As we know, Spark uses lazy evaluation. As we build up many transformations, e.g. `.withColumn()`, Spark creates an execution plan for the DataFrame and the plan is executed when an action is called, e.g. `show()`. This execution plan represents the DataFrame's lineage.

Sometimes the DataFrame's lineage can grow long and complex, which will slow down the processing and maybe even throw an (unhelpful) error, however we can get around this by breaking the lineage.

### What is `.checkpoint()`?

There is more than one way of breaking the lineage, we've covered some ideas already in tip of the week, e.g. [using staging tables](http://np2rvlapxx507/DAP_CATS/troubleshooting/tip-of-the-week/blob/master/tip_15_staging_tables.ipynb). Here's one called checkpoint, which is essentially a short cut to writing the DataFrame out to disk and reading it back in. 

### How we will test it

To demonstrate the benefit of using `.checkpoint()` is we'll time how long it takes to create a DataFrame without `.checkpoint()` then again with using `.checkpoint()`. 

We'll create a new Spark session each time just in case there's an advantage when processing the DataFrame a second time in the same session. For this reason we will put the Spark session into a function. We will also use the Python module `time` to measure the time taken to create the DataFrame. 

In [1]:
from pyspark.sql import SparkSession
import pyspark.sql.functions as F
from time import time

def spark_session():
    return (
        SparkSession.builder.appName("checkpoint-tip")
        .config("spark.executor.memory", "1g")
        .config("spark.executor.cores", 1)
        .config("spark.dynamicAllocation.enabled", "true")
        .config("spark.dynamicAllocation.maxExecutors", 3)
        .config("spark.sql.shuffle.partitions", 12)
        .config("spark.shuffle.service.enabled", "true")
        .config("spark.ui.showConsoleProgress", "false")
        .enableHiveSupport()
        .getOrCreate()
            )

In [2]:
spark = spark_session()

We're going to create a new DataFrame with an `id` column and a column called `col_0` that will consist of random numbers. We'll then create a loop to add new columns where the values depend on a previous column. In general, we try to avoid using loops with Spark and this example shows why. But sometimes using loops to create new columns is the only way of achieving what we need.

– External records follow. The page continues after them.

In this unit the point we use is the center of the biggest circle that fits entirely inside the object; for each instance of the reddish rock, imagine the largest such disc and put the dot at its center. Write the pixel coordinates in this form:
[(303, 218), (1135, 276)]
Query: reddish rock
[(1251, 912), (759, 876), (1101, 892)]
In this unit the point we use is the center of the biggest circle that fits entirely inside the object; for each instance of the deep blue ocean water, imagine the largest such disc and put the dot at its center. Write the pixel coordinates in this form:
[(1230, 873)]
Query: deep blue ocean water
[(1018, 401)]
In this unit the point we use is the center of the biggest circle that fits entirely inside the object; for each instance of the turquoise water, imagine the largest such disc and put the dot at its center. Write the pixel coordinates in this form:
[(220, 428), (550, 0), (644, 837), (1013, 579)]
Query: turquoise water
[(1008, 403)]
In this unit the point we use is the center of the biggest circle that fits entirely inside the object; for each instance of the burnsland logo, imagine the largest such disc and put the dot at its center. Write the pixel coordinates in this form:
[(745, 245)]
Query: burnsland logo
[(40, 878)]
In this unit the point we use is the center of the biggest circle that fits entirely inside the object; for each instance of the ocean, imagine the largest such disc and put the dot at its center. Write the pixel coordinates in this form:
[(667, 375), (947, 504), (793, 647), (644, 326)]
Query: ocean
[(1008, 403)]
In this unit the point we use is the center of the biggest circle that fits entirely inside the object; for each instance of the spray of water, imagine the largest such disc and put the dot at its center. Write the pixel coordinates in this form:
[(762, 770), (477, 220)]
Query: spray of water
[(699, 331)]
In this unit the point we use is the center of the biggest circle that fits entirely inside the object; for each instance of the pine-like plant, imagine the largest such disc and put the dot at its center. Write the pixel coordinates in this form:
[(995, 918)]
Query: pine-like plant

We will set a `seed_num` when creating the random numbers to make the results repeatable. The DataFrame will have `num_rows` amount of rows, which we will set to a thousand and the loop will iterate 11 times to create `col_1` to `col_11`.

The contents of the columns isn't important here. What is important is that Spark is creating an execution plan that it getting longer with each iteration of the loop.

In [3]:
new_cols = 12
seed_num = 42
num_rows = 10**3

### Without `.checkpoint()`

In [4]:
start_time = time()

df = spark.range(num_rows)
df = df.withColumn("col_0", F.ceil(F.rand(seed_num) * new_cols))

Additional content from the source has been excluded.